I can confirm that it was the same for the USSR. There was a "blessed" corpus of Western authors, and this actually did include a lot of sci-fi as well.
Asimov is one prominent case because the translators had to figure out how to deal with his obviously Jewish name at the time when that became a red flag. This is why it's traditionally transcribed phonetically as Айзек rather than the more straightforward Исаак.
Isaac Asimov was born in Petrovichi, Russia. There should be an obvious Russian transcription of his originally Russian name. Азимов for the family name, according to Wikipedia.
So it existed but was changed when being translated back, for political / antisemitic reasons?
That's the thing - "Isaac" is not a Russian name, but rather a Russian Jewish name, and is normally spelled "Исаак" (and pronounced something like ee-saah-k), which is indeed exactly how it was spelled in his birth certificate.
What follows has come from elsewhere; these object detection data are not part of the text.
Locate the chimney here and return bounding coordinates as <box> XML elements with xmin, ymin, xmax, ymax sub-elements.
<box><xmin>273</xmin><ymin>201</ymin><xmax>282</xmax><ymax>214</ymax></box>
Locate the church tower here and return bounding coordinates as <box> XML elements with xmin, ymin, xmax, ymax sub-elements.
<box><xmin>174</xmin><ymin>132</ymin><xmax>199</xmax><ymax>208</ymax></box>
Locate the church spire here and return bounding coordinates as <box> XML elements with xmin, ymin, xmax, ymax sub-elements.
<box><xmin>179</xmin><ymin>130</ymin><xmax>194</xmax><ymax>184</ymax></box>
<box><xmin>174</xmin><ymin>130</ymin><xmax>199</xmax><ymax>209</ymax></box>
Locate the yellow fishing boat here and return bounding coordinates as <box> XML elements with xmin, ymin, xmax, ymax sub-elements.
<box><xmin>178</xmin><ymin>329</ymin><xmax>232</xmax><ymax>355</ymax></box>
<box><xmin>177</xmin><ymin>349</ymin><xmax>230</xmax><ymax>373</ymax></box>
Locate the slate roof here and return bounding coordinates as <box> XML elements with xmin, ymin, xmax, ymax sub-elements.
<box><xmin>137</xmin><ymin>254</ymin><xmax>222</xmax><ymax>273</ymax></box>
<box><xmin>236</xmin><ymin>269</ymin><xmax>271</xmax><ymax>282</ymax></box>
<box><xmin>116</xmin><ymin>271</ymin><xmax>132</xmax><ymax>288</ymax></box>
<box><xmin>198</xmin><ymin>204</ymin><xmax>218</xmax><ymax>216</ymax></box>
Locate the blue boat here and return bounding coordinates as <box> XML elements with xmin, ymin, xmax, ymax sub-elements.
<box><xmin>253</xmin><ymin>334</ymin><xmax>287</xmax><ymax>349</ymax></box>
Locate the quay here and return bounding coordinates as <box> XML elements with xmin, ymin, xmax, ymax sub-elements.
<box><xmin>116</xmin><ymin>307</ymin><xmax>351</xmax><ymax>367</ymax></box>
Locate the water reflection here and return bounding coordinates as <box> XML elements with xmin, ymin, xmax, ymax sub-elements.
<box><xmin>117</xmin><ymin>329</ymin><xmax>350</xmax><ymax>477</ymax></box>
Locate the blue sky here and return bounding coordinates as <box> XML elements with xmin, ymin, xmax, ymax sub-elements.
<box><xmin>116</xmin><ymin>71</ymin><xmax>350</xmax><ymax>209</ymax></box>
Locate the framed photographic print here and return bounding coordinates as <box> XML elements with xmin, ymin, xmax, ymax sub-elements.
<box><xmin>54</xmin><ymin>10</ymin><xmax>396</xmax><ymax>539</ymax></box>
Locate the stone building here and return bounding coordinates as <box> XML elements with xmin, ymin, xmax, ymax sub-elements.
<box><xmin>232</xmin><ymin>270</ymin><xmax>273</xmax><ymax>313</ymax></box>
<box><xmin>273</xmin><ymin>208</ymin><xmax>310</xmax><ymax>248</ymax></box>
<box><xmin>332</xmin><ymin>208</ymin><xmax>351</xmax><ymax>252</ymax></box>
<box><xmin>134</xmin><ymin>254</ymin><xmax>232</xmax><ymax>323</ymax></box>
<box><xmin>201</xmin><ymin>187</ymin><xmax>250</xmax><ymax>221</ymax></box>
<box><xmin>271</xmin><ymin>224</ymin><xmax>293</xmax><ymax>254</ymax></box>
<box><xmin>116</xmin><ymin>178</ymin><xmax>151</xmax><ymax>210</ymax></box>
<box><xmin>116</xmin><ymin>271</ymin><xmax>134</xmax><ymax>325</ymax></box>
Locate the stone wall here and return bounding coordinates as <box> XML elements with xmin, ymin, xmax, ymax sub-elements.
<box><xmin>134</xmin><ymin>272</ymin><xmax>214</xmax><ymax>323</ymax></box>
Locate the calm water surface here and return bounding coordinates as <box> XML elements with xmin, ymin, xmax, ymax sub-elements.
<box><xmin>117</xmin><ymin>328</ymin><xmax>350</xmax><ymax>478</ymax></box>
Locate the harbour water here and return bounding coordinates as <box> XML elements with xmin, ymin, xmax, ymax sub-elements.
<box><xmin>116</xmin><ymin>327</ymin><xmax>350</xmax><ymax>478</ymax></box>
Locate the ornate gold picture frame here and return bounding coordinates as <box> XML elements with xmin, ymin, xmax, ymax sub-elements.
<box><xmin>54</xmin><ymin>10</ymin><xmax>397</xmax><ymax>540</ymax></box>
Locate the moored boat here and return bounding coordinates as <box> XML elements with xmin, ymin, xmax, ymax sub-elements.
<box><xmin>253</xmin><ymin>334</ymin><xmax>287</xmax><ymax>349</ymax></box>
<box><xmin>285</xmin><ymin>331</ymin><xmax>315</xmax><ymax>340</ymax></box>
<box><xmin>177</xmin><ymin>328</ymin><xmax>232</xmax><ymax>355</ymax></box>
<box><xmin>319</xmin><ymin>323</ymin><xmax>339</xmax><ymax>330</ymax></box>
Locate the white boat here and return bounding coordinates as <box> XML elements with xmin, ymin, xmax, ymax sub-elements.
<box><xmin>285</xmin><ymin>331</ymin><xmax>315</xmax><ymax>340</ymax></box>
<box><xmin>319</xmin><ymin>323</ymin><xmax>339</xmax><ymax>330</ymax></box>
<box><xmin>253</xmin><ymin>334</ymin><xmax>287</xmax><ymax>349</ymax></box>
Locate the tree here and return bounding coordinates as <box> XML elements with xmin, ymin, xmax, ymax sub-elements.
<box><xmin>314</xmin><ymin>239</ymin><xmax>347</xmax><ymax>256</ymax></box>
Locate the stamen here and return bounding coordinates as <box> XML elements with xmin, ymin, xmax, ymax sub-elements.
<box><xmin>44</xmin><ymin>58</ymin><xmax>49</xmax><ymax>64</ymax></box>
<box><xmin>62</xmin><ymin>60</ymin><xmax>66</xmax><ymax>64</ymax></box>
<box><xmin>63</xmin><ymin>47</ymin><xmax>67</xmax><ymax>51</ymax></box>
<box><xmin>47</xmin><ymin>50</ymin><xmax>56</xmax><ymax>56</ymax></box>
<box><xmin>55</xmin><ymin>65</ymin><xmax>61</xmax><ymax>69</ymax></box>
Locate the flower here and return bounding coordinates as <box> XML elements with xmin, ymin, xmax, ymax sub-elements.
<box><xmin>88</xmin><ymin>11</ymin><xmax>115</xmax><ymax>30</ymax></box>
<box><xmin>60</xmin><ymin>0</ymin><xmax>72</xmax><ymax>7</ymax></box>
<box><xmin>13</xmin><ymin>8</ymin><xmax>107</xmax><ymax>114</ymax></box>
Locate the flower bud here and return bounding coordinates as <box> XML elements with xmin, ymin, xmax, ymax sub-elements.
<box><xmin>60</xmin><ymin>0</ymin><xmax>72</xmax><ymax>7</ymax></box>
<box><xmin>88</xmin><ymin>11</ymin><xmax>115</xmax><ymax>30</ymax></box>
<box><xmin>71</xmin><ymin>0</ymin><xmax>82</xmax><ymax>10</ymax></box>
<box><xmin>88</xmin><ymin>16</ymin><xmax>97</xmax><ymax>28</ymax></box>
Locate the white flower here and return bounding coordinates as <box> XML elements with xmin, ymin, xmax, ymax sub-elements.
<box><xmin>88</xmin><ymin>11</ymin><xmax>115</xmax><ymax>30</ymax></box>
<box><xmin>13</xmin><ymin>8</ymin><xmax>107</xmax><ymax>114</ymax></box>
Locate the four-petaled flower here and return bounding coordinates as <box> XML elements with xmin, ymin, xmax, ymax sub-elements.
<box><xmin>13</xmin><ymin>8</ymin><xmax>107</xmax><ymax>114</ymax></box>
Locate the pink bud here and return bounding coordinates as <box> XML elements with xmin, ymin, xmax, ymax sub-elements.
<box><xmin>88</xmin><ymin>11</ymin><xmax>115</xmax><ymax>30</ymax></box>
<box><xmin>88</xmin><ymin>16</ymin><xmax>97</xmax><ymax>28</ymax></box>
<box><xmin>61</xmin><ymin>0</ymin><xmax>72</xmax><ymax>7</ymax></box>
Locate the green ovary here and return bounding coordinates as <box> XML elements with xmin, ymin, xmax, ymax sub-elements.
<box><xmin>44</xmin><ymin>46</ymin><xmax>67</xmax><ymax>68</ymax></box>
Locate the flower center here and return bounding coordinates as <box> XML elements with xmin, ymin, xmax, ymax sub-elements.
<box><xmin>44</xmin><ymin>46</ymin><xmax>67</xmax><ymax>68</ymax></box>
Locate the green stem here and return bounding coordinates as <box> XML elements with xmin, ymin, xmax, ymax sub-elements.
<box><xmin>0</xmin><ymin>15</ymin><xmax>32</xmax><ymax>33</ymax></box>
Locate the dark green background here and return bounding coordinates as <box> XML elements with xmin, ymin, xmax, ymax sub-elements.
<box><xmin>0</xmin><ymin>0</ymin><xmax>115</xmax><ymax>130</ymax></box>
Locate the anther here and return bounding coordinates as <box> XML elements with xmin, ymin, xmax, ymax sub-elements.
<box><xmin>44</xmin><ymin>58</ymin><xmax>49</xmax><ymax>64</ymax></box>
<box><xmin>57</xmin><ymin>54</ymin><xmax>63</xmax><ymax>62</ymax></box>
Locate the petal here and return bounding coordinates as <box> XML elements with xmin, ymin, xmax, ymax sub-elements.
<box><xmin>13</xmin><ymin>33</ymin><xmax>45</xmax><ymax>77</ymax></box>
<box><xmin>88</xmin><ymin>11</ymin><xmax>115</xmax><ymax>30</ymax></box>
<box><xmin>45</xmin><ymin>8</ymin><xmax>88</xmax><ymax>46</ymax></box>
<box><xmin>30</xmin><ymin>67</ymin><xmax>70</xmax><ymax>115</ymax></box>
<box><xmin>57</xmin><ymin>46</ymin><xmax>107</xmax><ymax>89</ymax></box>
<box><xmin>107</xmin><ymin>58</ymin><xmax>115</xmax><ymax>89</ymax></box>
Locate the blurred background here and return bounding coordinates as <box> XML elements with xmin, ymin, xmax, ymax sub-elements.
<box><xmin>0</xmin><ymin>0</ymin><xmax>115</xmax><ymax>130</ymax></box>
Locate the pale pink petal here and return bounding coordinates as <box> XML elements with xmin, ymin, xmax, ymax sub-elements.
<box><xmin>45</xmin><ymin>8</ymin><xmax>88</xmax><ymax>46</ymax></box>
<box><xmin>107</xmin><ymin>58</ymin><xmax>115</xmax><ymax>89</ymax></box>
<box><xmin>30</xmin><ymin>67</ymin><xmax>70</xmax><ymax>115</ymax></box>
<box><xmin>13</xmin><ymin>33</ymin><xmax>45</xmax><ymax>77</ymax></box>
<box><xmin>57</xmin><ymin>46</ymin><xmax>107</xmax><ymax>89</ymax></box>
It is also a very recognizably Jewish name - e.g. it would often be used in Russian political jokes on the subject.
And then you have USSR with its periodic antisemitic campaigns. The relevant one here is the one that started under Brezhnev in late 1960s, which is also when sci-fi in general became more popular in the USSR prompting more translations. So, publishing an author whose first name is Isaac would immediately draw attention from the censors. Seeing how anything Western was already on shaky grounds - sci-fi being allowed in the first place because it would often critique contemporary Western societies - translators played it safe by transcribing the American English pronunciation of "Isaac" into Russian, which made it Айзек (Ayzek). Which helpfully looks nothing like Исаак (Isaak), and doesn't "sound" Jewish at all to Russian ears.
This translation stuck, and it's how he is commonly known in Russian to this day.